Last Island (Official name: Isle Dernière, often misspelled as Îsle Dernière, Isle Dernier, L'Îsle Dernière, Île Dernière, etc. ) was a barrier island and a pleasure resort southwest of New Orleans on the south shore of Louisiana, USA. It was destroyed by the Last Island Hurricane of August 10, 1856. Over 200 people perished in the storm, and the island was left void of vegetation.
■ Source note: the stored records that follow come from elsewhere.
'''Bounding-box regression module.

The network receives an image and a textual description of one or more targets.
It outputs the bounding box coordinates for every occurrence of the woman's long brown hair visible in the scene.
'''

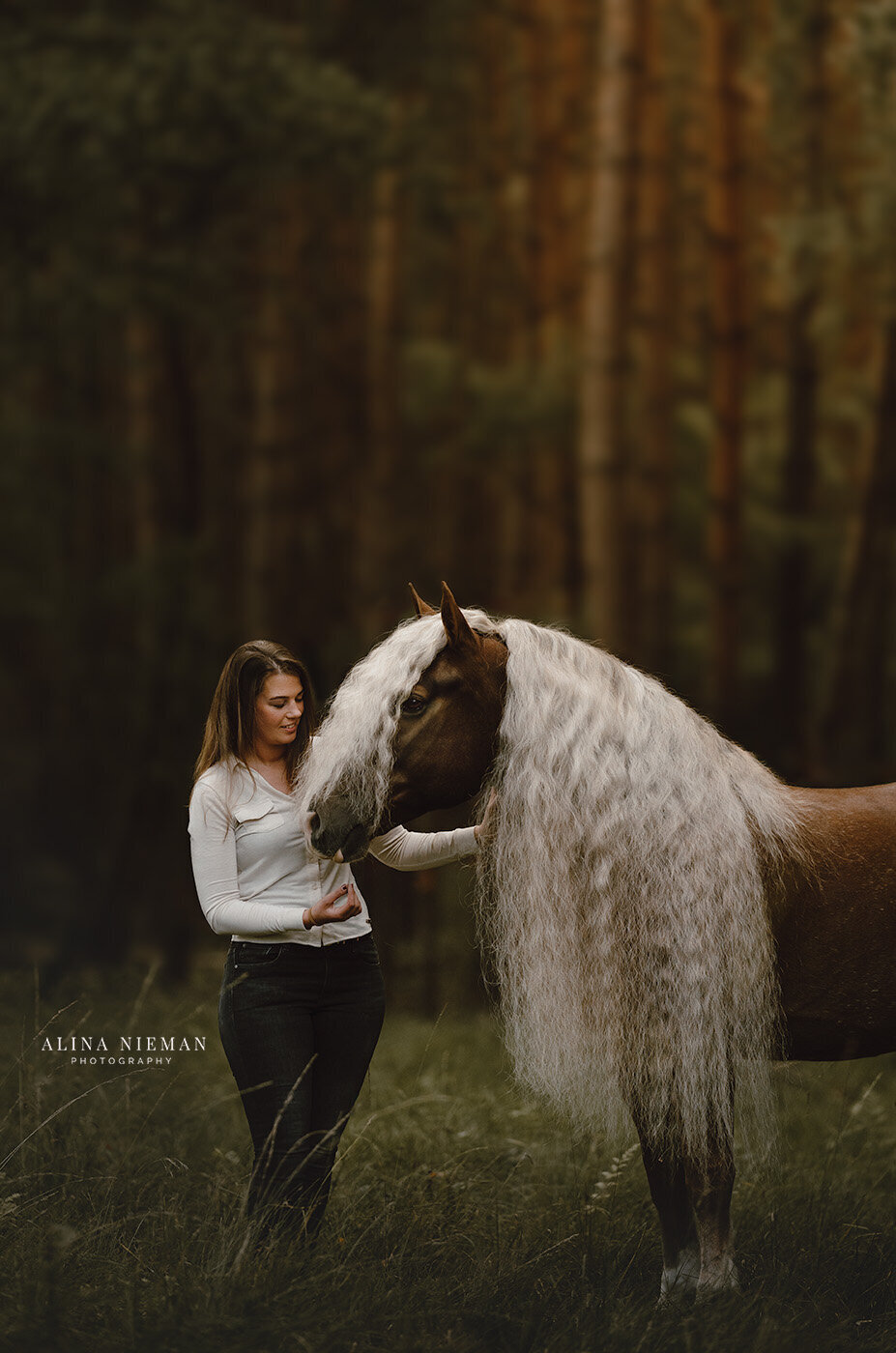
[193,639,315,784]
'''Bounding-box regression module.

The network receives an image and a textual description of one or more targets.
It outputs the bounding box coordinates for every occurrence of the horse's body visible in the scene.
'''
[304,589,896,1296]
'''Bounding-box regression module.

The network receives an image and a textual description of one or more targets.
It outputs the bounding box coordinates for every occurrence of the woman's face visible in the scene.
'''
[254,673,304,752]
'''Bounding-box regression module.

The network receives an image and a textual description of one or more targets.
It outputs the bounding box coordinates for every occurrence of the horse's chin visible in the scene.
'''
[334,822,372,865]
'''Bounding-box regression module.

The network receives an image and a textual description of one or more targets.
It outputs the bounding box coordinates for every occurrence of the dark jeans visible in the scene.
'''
[217,934,385,1237]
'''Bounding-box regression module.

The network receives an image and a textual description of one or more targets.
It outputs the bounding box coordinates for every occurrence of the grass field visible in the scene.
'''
[0,966,896,1353]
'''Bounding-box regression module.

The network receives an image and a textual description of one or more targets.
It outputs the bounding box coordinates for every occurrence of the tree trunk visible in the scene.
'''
[577,0,643,650]
[703,0,747,731]
[636,0,674,676]
[356,145,400,642]
[774,0,829,778]
[822,318,896,777]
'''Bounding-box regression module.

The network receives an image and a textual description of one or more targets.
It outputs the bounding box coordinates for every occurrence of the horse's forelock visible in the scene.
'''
[297,609,500,826]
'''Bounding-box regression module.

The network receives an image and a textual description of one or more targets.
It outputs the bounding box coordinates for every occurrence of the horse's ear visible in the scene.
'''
[441,583,479,648]
[407,583,436,616]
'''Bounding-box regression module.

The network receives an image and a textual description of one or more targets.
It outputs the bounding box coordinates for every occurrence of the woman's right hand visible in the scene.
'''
[302,883,361,930]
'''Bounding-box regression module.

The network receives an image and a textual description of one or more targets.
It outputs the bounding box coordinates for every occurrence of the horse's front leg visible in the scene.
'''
[685,1137,740,1300]
[639,1134,700,1303]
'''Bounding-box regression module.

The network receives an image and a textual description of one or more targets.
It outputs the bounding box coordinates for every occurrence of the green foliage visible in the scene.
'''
[0,964,896,1353]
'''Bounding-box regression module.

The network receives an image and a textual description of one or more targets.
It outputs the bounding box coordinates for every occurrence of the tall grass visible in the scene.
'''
[0,967,896,1353]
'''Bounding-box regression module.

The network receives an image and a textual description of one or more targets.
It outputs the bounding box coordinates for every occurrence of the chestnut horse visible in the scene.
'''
[302,585,896,1299]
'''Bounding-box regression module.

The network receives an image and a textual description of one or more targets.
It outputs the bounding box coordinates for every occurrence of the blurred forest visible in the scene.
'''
[0,0,896,1011]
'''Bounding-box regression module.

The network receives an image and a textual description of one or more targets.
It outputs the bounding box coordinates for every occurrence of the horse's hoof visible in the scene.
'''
[696,1259,740,1306]
[656,1246,700,1307]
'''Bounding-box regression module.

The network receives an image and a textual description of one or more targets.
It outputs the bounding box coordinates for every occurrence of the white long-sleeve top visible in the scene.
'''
[189,762,477,946]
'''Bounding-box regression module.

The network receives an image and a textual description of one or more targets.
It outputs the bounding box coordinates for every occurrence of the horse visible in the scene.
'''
[299,585,896,1302]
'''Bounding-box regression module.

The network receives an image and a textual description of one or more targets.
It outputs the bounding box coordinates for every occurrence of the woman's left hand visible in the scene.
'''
[473,789,498,846]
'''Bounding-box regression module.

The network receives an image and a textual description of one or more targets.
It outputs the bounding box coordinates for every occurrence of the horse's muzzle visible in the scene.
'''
[307,806,371,863]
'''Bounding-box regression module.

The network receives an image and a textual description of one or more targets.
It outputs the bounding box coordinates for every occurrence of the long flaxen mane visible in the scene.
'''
[305,612,802,1164]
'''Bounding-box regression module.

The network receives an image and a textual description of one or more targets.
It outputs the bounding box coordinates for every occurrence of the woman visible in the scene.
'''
[189,640,480,1235]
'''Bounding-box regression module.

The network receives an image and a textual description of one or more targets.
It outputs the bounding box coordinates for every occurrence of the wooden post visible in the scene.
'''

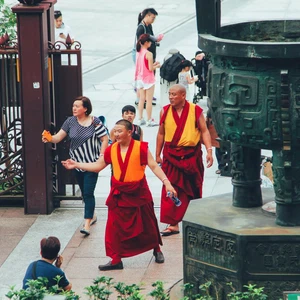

After the hurricane destroyed the island, it became known in the plural Isles Dernières (Last Islands) in French. The highest points were under 5 ft (1.5 m) of water.

Last Island in 1853

Last Island was south of Dulac, Louisiana, between Lake Pelto, Caillou Bay, and the Gulf of Mexico. The island was originally approximately 25 miles[1] in length before being split in half by the storm, but today only small pieces of several smaller islands remain. As a result of the hurricane and subsequent storms, Isle Dernière was fragmented into five smaller islands: East, Trinity, Whiskey, Raccoon, and Wine (a.k.a. Vine Island).[2] The western end of the remaining westernmost island is known as Racoon Point. The remnants of Last Island are now a haven for pelicans and other seabirds. Part of the Isles Dernieres chain is the Terrebonne Barrier Islands Refuge, which encompasses three islands, Wine, Whiskey, and Raccoon Island, is closed to the public.[3] The closest village is Cocodrie, LA, which is about 13 miles to the northeast of Trinity Island.

Contents

Resort at Last Island

Before the hurricane, Isle Dernière (Last Island) was a popular resort where people could enjoy white sand beaches and clearer water, which are not found on the marshy mainland. Last Island was also known for an almost continuous breeze, which would have been welcomed by those escaping the suffocating heat of the mainland. Accommodations included the John Muggah's Ocean House Hotel, and for entertainment there were several gambling establishments and the Captain Dave Muggah's Billiard House.[4] Several hundred yards to the west of the hotel was the settlement known as Last Island Village which consisted of approximately 100 beach homes, some "fine" houses and other temporary summer houses.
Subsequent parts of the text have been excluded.